Most exciting of all is the very first entry: “A Comprehensive Bibliography of the Writings of Stanley Hauerwas,” spanning 46 pages and 41 years worth of work—books, miscellaneous essays, reviews, sermons, and interviews. This painstaking work of love was performed by Angus Paddison of the University of Winchester and Darren Sarisky of Cambridge. It’s absolutely fascinating to read. The first two entries, editorals from 1969 and 1970, hearken back to a day before Hauerwas had become Hauerwas: “The Ethics of Black Power” and “The Ethics of Population and Pollution.” The compilers’ greatest contribution is to have tracked down the innumerable short, popular writings Hauerwas has done over the years. He wrote surprisingly often, for example, for the Notre Dame Magazine while he worked here—the quarterly publication the school produces for its alumni and devotees. I’m going to get my hands on some of these as soon as possible, like “Notes by a Non-Catholic” from 1974 and “Rev. Falwell and Dr. King” from 1981.

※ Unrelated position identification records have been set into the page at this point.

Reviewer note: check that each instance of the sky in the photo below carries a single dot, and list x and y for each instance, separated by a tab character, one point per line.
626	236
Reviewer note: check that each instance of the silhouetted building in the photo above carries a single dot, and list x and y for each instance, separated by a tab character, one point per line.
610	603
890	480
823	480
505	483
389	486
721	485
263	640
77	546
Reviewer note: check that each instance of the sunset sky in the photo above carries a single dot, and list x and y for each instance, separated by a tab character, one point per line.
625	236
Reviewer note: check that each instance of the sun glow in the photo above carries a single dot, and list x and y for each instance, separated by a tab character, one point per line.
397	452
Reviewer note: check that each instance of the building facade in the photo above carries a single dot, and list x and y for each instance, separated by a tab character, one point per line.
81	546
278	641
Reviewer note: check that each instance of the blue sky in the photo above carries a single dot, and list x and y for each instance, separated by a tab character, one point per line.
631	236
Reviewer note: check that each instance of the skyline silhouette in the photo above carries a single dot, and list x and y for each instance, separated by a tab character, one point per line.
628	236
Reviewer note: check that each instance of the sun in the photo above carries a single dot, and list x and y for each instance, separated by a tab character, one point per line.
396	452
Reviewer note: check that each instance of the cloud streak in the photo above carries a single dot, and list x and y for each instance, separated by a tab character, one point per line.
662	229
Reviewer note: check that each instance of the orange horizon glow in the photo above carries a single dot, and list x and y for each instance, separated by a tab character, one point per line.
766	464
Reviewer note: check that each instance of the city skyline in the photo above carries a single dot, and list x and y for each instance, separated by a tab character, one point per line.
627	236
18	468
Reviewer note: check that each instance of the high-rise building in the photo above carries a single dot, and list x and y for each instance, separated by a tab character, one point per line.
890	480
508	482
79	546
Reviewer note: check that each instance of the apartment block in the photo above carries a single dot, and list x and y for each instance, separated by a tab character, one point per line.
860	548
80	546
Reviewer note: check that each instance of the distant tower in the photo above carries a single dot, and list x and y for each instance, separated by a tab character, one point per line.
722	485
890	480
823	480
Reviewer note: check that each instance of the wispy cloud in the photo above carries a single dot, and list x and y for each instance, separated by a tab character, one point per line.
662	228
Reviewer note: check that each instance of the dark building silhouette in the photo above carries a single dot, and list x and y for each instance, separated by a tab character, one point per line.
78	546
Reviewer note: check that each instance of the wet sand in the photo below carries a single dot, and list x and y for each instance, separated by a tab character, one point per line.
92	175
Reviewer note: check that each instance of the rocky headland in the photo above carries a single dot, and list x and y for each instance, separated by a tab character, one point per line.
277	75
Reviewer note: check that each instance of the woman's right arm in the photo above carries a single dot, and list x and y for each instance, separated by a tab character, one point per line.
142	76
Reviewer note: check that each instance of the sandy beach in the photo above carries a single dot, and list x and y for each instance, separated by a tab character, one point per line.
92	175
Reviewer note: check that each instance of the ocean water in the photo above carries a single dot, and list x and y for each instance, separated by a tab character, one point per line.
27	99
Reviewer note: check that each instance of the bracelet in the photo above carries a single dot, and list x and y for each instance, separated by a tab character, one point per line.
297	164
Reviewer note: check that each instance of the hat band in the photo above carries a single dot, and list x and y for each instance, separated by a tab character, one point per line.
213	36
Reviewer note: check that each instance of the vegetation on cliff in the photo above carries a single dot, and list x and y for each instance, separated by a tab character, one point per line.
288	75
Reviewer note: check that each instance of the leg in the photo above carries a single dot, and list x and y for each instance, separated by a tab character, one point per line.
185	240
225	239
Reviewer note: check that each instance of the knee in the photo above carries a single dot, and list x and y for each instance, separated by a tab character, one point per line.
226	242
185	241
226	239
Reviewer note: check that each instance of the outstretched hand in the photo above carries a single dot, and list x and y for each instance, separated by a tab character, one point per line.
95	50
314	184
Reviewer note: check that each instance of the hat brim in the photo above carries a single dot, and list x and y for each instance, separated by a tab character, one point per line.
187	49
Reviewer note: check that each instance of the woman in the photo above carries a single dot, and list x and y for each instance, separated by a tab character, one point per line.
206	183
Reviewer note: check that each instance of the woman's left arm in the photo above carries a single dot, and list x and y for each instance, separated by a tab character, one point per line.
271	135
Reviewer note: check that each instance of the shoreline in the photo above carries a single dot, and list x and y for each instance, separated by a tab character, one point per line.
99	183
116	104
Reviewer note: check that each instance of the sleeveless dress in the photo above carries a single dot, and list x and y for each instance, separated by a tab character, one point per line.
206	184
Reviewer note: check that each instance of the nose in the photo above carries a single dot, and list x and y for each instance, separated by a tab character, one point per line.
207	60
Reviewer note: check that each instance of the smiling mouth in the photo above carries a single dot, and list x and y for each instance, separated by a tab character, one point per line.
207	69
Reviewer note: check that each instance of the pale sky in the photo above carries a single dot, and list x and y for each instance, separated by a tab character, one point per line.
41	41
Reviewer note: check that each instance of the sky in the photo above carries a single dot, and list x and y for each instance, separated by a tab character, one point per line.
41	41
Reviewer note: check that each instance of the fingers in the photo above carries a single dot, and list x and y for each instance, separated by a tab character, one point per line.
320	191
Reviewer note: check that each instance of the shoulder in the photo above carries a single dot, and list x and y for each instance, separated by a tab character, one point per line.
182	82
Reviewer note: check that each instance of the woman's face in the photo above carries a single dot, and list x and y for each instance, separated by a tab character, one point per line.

The relation between Hauerwas and Mennonites is extremely interesting, and I think even “productive” for theology in general. In Peter Dula’s contribution, for example (my favorite of the bunch), titled “For and Against Hauerwas Against Mennonites,” Hauerwas’s claim to be a “high-church Mennonite” is taken seriously as a critique of Mennonite ecclesiology. It seems to me that in the work (maybe in the person) of Stanley Hauerwas, more than almost anywhere else, the similarities and specific differences between “high” and “low” church ecclesiologies make themselves evident. That confrontation is not only crucial to an understanding of Hauerwas, but also one that has lain all too quietly beneath the surface of the growing popularity of high church traditions—manifested in the number of recent conversions and the phenomenon of quasi-Catholicisim—which has gone on without very much theorizing of the low-church end at all. This new generation of Mennonite scholars is starting to remedy that nicely. (Another major example among Mennonites is the work of Fernando Enns, who has made important inroads, occasionally criss-crossed with those blazed by Hauerwas, into the relation between ecclesiology and nonviolence.)
All this to say: the recent issue of MQR is highly recommended, as, along the same lines, are The Gift of Difference: Radical Orthodoxy, Radical Reformation (eds. Chris Huebner and Tripp York) and Unsettling Arguments (eds. Charles R. Pinches, Kelly S. Johnson, Charles M. Collier), a new festschrift for Hauerwas that includes essays by many of the same authors in this issue.
I’m increasingly suspicious that Hauerwas’s “ambiguous ecclesial position,” which he obviously knows is a problem for him, means more theological trouble for him than he realizes. Take this quote, from his response to Stout’s Democracy & Tradition in Performing the Faith:
We betray the very gospel we are to serve if we have “positions” that become substitutes for what the church is about. Put in Catholic terms that Yoder would not have liked (though John often said his only problem with bishops is that they did and do not act like bishops), the bishop remains the theological heart of the church. That is why theologians are subordinate to the bishop and should be disciplined by the bishop if our work threatens the unity and holiness of the church. (233)
This amounts to a total reversal of what it means for a theologian to be accountable to the church—a matter of subordination to the community’s most powerful member, and not, as for Yoder, “subordination” to the weakest. Does he think it’s possible to make this kind of claim while leaving the bulk of his dependence on Yoder intact? Does he think that Yoder’s refusal of a clergy/laity distinction, or of any fixed hierarchy in the community, is finally unrelated to Yoder’s pacifism, his ecclesiology, his Christology?